Ludlow River Railway Bridge

The colonial settlement of Ludlow was named after Frederick Ludlow, who is credited with discovering the Capel River. This is in spite of the Wardandi people living in the area for 1000’s of years.


Born in 1796, Ludlow immigrated to Western Australia with his wife as servants for Captain Mark John Currie. They arrived on board the Parmelia in June 1829.


In the following years he would walk long distances and at times, maintained a journal of his travels, although it’s believed no journal was ever kept.


Timber Industry

The tuart forest of the area covered a coastal strip area between the north of Perth and Busselton. It didn’t take long for the settlers to recognise its value in terms of “strength, durability, abrasive resistance and hard wearing properties” which “also contained natural oils enabling nails and black iron bolts to last longer”.

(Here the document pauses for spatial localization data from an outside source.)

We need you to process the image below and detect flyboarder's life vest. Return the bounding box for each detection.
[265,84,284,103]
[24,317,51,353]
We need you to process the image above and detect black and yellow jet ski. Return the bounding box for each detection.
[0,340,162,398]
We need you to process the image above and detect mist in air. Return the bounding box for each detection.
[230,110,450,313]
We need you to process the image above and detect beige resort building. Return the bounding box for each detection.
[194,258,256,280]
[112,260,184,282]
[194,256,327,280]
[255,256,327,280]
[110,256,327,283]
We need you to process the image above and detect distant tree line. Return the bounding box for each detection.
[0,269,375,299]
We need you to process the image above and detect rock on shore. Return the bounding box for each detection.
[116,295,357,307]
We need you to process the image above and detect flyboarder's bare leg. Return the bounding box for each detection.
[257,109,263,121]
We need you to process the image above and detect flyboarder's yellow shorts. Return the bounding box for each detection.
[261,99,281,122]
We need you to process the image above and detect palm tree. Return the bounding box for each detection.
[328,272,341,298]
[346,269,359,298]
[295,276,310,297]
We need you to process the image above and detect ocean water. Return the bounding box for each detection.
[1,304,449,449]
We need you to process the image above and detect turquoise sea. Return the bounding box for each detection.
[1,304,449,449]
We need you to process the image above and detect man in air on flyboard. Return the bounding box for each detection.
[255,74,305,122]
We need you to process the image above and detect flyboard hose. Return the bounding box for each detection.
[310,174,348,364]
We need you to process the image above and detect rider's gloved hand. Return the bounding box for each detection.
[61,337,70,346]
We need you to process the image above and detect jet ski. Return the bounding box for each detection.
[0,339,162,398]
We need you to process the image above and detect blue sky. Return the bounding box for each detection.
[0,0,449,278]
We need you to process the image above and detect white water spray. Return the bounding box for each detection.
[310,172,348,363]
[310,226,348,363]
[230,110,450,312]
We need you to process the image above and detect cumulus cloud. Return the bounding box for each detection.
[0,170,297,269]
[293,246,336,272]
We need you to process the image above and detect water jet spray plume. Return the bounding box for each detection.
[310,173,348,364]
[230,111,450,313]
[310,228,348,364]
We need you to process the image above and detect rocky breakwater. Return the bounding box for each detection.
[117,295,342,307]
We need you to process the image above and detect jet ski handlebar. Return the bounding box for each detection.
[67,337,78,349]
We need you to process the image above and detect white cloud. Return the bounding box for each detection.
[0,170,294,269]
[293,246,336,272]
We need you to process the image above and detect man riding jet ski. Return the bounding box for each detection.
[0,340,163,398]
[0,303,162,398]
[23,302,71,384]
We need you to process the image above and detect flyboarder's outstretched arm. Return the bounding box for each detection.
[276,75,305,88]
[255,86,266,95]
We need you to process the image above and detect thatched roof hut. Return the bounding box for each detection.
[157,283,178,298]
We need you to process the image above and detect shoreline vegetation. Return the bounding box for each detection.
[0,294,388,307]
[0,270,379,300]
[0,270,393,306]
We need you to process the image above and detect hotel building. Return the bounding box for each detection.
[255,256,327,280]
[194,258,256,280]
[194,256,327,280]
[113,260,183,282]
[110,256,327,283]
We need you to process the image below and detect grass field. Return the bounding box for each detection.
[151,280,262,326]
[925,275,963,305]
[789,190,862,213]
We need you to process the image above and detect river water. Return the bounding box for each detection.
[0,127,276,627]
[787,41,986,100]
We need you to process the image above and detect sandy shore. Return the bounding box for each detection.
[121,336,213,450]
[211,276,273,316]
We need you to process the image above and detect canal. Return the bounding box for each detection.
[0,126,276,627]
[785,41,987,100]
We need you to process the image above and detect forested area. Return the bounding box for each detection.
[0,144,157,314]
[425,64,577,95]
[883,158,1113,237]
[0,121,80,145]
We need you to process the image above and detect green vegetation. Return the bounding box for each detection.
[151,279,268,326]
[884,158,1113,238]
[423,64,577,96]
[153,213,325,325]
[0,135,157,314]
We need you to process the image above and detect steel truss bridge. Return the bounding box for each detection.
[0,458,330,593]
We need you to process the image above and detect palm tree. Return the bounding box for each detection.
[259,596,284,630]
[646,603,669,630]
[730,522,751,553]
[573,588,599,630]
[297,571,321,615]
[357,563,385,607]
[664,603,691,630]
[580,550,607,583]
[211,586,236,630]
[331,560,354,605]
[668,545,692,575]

Approximate 3% remains of the tuart forest remains today.


Realising the impact of an unsustainable timber demand, research began in order to find a soft timber specie that could supplement the hardwood tuart and still meet the demands of the timber industry.


From 1910, the Forests Department (previously the Woods and Forest Department) created a number of pine plantations covering a massive area.


Railway Line

The first railway line was constructed in 1871 on a flat area that was previously used by horses to pull railway wagons. The first steam engine, The Ballarat, was privately owned and is now housed in the Busselton Jetty tourist precinct.


Ludlow River Railway Bridge

Constructed from 1895, the railway line formed part of the Busselton-Boyanup Rail Line and consisted of a single track.